Hubert Segain, associé directeur du département corporate de Herbert Smith Freehills à Paris et membre du conseil de surveillance mondial du cabinet, confirme ces propos : "Alors que nous étions encore en pleine crise sanitaire, la reprise d’activité a été inouïe, notamment les opérations en Asie, comme les IPO. Les cabinets ont dû gérer un trop-plein d’activité en la matière, d’où la recherche de talents sur ces pratiques pour répondre à la demande des clients." Miser sur les bonnes personnalités en interne n’est cependant pas suffisant. Malgré la situation exceptionnelle, il était fondamental de rester soudé avec sa clientèle, comme l’explique David Gordon-Krief, associé gérant du cabinet UGGC Avocats : "En notre qualité d’avocats, il nous faut être capables d’accompagner nos clients dans les bons comme les mauvais moments, en croissance comme en crise. C’est ce qui nous a permis de renforcer nos relations avec eux l’an dernier."

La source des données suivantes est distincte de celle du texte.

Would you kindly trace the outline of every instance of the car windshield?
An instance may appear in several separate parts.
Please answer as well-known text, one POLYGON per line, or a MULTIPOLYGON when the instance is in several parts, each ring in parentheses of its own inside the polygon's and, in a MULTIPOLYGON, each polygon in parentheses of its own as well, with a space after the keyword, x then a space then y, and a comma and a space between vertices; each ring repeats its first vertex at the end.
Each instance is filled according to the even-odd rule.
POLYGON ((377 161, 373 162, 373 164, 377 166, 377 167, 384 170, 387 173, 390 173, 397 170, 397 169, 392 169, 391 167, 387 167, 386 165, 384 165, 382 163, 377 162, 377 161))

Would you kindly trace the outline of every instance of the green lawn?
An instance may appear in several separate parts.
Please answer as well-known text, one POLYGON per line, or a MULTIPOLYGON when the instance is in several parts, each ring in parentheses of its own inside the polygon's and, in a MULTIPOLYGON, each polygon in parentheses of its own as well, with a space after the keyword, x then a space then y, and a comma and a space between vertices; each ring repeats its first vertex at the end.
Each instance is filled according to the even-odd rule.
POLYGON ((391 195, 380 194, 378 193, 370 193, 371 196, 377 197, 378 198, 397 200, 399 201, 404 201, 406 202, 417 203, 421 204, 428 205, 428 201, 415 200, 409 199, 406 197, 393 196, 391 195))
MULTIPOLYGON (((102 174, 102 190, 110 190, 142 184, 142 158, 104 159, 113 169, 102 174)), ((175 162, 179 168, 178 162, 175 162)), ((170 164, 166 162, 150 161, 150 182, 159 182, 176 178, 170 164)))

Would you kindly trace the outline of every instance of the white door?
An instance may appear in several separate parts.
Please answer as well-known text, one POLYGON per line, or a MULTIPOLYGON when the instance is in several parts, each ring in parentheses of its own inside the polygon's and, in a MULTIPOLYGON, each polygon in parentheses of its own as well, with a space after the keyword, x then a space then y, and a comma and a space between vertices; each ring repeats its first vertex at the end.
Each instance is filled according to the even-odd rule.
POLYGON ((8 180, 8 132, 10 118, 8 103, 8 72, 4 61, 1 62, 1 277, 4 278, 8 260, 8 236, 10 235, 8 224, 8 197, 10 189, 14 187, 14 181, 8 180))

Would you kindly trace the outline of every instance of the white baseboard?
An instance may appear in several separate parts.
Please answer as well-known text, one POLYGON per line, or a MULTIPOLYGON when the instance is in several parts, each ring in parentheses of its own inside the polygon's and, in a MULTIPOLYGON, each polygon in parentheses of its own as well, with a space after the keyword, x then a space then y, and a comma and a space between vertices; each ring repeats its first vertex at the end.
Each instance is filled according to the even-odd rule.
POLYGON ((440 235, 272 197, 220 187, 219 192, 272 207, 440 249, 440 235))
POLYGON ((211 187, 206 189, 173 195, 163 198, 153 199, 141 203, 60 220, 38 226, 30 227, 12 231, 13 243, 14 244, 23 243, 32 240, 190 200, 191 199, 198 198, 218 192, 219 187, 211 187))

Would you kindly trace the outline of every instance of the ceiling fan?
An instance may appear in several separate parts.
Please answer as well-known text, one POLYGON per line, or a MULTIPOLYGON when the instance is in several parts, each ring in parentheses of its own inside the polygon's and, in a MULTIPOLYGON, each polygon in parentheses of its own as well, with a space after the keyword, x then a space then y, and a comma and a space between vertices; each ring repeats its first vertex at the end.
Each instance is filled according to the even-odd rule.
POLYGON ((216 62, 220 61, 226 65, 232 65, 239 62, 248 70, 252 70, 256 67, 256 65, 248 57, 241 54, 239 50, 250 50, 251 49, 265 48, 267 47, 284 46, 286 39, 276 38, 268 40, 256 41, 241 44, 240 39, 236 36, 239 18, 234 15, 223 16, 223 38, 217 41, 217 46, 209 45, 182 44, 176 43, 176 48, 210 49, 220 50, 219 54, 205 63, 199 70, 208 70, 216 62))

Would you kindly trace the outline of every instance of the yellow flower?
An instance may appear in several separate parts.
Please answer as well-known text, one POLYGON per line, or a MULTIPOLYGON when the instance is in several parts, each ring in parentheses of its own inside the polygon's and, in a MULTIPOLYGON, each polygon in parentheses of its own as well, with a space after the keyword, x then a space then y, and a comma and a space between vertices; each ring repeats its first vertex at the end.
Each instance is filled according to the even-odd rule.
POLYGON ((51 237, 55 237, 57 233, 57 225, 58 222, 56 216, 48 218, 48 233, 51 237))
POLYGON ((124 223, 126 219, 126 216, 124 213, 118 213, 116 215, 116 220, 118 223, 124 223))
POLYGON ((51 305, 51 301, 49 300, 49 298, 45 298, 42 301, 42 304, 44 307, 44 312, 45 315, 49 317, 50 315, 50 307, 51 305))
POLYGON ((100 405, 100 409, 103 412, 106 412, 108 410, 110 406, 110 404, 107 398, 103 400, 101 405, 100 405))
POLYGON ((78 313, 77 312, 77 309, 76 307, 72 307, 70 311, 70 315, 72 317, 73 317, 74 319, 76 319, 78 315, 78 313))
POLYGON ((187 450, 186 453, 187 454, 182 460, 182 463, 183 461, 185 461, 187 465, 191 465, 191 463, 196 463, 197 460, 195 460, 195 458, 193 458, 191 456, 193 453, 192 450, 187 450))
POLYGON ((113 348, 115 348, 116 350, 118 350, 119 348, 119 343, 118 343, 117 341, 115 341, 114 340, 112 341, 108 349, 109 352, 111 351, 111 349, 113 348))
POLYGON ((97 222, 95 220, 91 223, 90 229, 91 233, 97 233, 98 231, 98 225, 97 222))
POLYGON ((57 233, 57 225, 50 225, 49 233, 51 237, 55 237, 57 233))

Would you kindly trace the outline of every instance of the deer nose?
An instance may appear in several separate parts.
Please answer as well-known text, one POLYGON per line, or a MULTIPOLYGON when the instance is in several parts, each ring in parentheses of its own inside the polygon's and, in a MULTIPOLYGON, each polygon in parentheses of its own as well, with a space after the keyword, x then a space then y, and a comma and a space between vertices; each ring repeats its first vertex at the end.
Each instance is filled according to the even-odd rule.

Savoir désigner des leaders

Natasha Tardif, à la tête de Reed Smith à Paris, est revenue, dans le cadre du troisième thème portant sur les success stories du barreau d’affaires, sur l’importance de la relation entre le cabinet et ses clients d’une part mais aussi avec ses équipes. "Nous défendons des causes et essayons de le faire humainement. Pour que le cabinet fonctionne, l’excellence technique est bien sûr requise mais il faut aussi voir ses clients comme des partenaires et assurer un épanouissement de nos équipes. Le pro bono et le volontariat, y compris en période d’activité intense, restent des priorités et participent à la quête de sens dans notre métier." Pour Joël Grangé, associé fondateur du cabinet de niche spécialisé en droit social Flichy Grangé Avocats, le développement d’une structure ne doit pas seulement rester centré sur la profitabilité : "La croissance des équipes et la promotion d’associés en interne sont, selon moi, tout aussi importantes. Le succès d’un cabinet se mesure à sa réussite à consolider des équipes fortes", explique-t-il. Autre atout marquant d’un cabinet : sa capacité à savoir rebondir en cas de difficultés. Alexandre Marque est particulièrement bien placé pour témoigner de la success story de Franklin, crée en 2000 par cinq anciens associés de chez Salès Vincent Georges & Associés : "La capacité à rebondir malgré les difficultés est attractive pour les avocats entreprenants, c’est un vrai challenge."

Roland Dana, en sa qualité de consultant, ajoute pour sa part que l’on ne peut bien gérer un cabinet sans déterminer des objectifs de développement clairs : "Le cabinet est comme une entreprise : sa croissance et la première étape de sa vie. La deuxième étape consiste à définir son ADN afin de créer une marque forte. Enfin, vient ensuite l’étape de la gouvernance, soit de l’organisation du pouvoir au sein de la structure, laquelle est essentielle." Un dernier palier que Joël Grangé approuve : "Comme dans un avion, il faut un pilote aux commandes de la direction." Gare cependant aux abus de pouvoirs pouvant nuire à l’équilibre de la structure et à son bon fonctionnement. Mais il ne faut pas craindre de désigner quelqu’un pour tenir les rênes, comme l’explique Olivier Vermeulen, associé chez Paul Hastings : "Les cabinets success full d’aujourd’hui sont ceux qui ont misé sur un leader, avec une vision sur le long terme. Il ne peut selon moi y avoir d’abus de pouvoir si tout le monde avance dans la même direction." "Dans un cabinet, nous sommes tous leaders à notre manière", renchérit Natasha Tardif, qui confirme par sa propre expérience les bienfaits d’un management collégial.